If the judge has any reservations about decisions taken, then s/he only has the powers to recommend remedial action, not review the decisions. This part of the regulations should be reconsidered, as it turns the judge into a rubber stamp for the executive. 

Rica does contain similar emergency procedures where the authorities can notify the judge after the fact if they have intercepted communications when life and limb is threatened. While not the subject of the constitutional challenge, that procedure is unsatisfactory, too, as it doesn’t spell out what happens if the judge disagrees with the authorities’ decisions. 

This loophole has seen the intelligence agencies using emergency powers thousands of times, simply because it is easier to use than the conventional procedure involving prior judicial authorisation. 

Now, it could be argued that locating people infected and affected by Covid-19 requires urgency, but courts deal with urgent matters all the time. Nothing stops the judge, or a panel of judges, from dealing with applications and making decisions on an urgent basis. 

The reporting requirements in the regulations mitigate the potential for abuse, but the absolute baseline for individual cellphone tracking is that the authorities must apply for a warrant, which a judge must issue.

Securocratic or democratic? Untangling the government response

When it comes to government’s intentions to use cellphone tracking in the fight against Covid-19, the bottom line is it could be worse. The government has clearly made an effort to come up with a much less autocratic system than countries like China, Israel and South Korea. The fact that the regulations are driven by public health officials and not the police or the spy agencies is a significant strength.

But, it’s impossible not to contrast this (largely) positive development with the conduct of some police and military officers on the streets. Already, violent military and police actions have become a blight on the lockdown, with police officers under investigation for the deaths of three civilians. 
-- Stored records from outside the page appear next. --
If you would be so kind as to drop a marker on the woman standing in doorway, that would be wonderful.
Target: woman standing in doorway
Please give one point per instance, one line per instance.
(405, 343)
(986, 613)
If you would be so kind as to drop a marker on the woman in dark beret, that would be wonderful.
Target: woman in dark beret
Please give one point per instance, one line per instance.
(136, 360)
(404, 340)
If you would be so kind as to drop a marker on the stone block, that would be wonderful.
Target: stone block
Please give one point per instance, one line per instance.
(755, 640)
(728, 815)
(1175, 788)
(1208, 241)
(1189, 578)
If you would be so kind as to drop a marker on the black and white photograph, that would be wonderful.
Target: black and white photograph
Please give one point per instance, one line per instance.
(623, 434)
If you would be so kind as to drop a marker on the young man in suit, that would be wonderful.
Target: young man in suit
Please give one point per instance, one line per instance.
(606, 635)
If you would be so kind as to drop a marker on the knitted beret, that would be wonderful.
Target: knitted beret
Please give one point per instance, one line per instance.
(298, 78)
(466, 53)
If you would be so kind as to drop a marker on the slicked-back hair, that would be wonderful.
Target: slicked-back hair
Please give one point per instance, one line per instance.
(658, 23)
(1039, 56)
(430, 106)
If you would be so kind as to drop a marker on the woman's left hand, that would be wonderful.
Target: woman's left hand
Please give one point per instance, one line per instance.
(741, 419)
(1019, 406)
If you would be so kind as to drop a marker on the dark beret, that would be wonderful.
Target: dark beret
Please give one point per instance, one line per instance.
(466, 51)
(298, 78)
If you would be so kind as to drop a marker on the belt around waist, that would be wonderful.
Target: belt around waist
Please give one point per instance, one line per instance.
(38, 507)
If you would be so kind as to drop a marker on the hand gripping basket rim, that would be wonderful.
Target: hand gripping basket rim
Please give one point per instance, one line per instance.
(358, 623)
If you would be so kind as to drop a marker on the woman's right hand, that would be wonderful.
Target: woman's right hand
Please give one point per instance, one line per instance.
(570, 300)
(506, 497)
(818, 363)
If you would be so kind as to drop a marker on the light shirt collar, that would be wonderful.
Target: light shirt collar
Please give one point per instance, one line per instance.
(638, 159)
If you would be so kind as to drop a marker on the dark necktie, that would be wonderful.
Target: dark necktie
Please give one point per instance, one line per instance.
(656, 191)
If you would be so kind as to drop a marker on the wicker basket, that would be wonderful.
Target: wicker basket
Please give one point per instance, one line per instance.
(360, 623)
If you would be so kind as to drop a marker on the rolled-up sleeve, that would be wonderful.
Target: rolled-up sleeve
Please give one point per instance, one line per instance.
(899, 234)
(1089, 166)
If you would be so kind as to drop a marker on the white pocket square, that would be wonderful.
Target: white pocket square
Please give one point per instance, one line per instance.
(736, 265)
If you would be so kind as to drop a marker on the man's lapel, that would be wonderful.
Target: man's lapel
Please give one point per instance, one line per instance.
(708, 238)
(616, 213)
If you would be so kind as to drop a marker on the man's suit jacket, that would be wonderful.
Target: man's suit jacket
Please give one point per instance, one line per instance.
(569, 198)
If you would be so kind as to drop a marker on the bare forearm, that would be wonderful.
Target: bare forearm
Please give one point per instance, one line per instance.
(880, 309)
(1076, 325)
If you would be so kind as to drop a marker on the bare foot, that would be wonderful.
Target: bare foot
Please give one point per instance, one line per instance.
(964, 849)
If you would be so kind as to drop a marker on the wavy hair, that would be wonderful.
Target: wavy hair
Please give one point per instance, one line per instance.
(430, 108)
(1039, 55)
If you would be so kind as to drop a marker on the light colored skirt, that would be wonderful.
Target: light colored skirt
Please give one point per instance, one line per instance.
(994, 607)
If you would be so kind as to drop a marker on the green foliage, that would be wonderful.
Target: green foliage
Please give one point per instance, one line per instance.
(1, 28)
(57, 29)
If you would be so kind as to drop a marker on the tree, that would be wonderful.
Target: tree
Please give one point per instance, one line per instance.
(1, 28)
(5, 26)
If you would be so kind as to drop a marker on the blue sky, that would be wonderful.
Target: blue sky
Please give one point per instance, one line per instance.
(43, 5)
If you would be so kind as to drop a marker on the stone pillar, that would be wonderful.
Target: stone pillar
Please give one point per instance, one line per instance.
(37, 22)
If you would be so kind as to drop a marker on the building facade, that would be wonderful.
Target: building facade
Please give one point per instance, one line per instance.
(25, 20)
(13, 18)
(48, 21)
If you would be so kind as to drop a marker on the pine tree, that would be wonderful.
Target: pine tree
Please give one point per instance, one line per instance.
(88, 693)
Police Minister Bheki Cele’s threatening tone in announcing lockdown measures is a stark reminder that the militarised conditions that gave rise to the 2012 Marikana massacre remain deeply embedded in the police. 

In other countries, the lockdowns have revealed already-existing problems in policing, and South Africa is no exception to that general rule. However, the government has had a large window of opportunity in the wake of the massacre to deal with these problems, and it hasn’t. Yet, it has moved with much more speed on the Jacob Zuma-era abuses in the State Security Agency, give or take a speed bump here and there. 
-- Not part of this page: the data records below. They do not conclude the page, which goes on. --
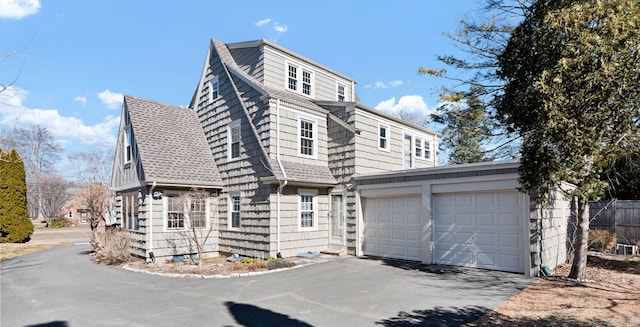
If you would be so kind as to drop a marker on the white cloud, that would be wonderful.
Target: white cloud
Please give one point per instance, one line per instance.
(407, 103)
(111, 99)
(396, 83)
(18, 9)
(280, 28)
(263, 22)
(82, 100)
(68, 130)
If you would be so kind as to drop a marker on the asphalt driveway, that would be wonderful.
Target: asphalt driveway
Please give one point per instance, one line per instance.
(62, 287)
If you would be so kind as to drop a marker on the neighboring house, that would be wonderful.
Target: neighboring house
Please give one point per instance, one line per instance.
(292, 162)
(275, 139)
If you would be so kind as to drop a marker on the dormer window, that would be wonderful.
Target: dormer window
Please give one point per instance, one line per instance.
(341, 92)
(299, 79)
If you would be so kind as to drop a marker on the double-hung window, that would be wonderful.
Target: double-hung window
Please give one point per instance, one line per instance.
(198, 213)
(308, 214)
(233, 138)
(214, 89)
(234, 211)
(383, 137)
(418, 147)
(299, 79)
(307, 137)
(175, 212)
(341, 92)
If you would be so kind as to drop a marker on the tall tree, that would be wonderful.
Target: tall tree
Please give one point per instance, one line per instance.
(54, 195)
(572, 70)
(466, 130)
(39, 151)
(95, 198)
(15, 225)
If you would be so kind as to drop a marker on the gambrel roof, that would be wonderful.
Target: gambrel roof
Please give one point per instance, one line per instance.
(172, 148)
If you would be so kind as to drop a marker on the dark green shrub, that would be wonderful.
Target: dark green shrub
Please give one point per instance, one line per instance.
(15, 225)
(280, 263)
(60, 222)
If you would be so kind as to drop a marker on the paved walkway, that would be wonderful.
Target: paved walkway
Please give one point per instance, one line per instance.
(62, 287)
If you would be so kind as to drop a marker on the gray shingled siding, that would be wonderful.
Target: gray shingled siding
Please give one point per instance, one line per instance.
(431, 176)
(342, 165)
(249, 60)
(292, 240)
(548, 230)
(243, 175)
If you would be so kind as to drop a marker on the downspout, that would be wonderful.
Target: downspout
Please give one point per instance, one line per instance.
(150, 210)
(283, 183)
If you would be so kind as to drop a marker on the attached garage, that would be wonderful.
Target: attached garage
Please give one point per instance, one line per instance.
(464, 215)
(483, 230)
(393, 227)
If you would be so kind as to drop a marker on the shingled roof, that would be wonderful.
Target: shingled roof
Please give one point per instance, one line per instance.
(171, 145)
Why this contradictory picture? Most likely, because largely policing abuses don’t touch the political elite. They touch the working class: the families crowded into one-roomed houses, shack dwellers, refugees. 

The elites, on the other hand, are touched by unaccountable state spying. As is public knowledge, politicians in the highest levels of the state have been targets. Clearly, the amaBhungane challenge to Rica has been a wake-up call for them, to the point where they are even willing to concede the very accountability measures they opposed in the case, such as user notification. 
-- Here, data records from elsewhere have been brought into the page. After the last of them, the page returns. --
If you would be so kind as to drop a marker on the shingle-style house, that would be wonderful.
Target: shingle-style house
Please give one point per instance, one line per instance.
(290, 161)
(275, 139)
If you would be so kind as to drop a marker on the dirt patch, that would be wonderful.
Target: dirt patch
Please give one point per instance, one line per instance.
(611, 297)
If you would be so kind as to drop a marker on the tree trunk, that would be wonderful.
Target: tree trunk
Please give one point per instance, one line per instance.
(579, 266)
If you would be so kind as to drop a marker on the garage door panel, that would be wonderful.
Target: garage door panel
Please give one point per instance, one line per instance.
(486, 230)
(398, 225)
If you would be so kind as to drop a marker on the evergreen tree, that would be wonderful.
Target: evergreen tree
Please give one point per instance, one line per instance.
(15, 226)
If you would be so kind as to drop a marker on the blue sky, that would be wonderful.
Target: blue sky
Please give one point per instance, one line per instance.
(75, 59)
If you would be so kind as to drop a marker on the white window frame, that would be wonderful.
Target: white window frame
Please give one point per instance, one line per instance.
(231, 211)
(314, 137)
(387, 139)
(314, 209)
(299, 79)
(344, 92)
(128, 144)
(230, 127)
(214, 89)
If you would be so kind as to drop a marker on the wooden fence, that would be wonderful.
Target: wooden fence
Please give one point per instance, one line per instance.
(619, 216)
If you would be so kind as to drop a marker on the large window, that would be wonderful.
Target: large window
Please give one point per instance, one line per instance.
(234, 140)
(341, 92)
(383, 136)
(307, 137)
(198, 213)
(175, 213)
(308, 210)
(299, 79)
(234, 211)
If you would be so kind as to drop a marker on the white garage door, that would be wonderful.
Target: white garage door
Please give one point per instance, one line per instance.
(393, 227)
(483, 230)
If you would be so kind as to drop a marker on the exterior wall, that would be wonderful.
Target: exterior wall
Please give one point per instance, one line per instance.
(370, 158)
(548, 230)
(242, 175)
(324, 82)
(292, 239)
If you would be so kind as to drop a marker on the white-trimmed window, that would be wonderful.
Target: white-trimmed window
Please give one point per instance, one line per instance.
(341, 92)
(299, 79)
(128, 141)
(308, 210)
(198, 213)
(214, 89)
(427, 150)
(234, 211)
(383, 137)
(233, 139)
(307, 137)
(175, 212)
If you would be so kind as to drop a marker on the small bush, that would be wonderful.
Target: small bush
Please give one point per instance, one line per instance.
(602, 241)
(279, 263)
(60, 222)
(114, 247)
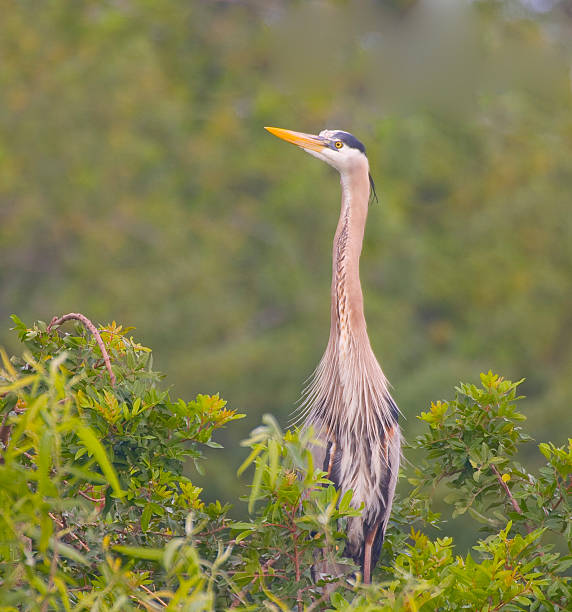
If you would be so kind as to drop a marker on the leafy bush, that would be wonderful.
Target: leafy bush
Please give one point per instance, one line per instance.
(97, 510)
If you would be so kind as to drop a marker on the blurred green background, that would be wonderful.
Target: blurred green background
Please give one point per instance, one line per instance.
(137, 184)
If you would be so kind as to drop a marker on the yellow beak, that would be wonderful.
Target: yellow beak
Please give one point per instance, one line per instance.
(305, 141)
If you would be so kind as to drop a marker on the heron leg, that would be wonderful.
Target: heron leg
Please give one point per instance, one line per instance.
(367, 546)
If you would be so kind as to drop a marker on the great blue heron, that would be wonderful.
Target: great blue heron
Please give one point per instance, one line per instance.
(348, 403)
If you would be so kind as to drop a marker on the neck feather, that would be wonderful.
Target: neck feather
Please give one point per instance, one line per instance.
(347, 298)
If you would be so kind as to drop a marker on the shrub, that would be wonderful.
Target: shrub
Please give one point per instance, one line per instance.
(97, 510)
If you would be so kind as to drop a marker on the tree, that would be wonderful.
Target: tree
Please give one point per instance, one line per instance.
(97, 509)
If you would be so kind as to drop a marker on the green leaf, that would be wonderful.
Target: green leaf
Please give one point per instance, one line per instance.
(95, 447)
(140, 552)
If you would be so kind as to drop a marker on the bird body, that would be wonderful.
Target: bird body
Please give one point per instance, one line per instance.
(348, 403)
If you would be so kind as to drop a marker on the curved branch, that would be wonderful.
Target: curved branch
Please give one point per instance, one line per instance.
(87, 323)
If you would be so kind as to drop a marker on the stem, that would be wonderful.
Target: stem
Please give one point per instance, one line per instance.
(83, 319)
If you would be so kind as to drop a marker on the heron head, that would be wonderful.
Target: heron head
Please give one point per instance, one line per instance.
(337, 148)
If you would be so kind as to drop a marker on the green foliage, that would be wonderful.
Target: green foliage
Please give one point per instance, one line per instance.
(97, 510)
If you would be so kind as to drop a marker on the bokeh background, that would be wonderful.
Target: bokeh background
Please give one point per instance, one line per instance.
(137, 185)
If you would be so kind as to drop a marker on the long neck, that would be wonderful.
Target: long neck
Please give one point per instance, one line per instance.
(347, 298)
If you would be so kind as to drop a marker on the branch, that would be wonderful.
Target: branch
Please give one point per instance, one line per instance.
(503, 484)
(83, 319)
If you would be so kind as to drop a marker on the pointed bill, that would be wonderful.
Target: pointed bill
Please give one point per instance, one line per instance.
(304, 141)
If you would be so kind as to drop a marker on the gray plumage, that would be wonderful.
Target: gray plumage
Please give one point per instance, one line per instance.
(348, 402)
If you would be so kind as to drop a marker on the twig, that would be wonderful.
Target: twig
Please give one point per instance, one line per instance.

State violence erodes trust in the state’s ability to protect people during this crisis, and is likely to inflame an already tough situation at the worst possible moment. The last thing the government needs to deal with is spontaneous protests of angry people raging against state violence and unbearable conditions.

Unless the government is consistent in its commitment to rein in the securocrats during “normal” times – and not just cherry-pick those powers that affect politicians directly – then we are likely to see uneven, classist and selectively violent responses continuing in times of crisis. DM

Jane Duncan is a professor and Head of Department of Journalism, Film and Television. She is author of ‘Stopping the Spies: Constructing and Resisting the Surveillance State in South Africa’ (Wits University Press, 2018).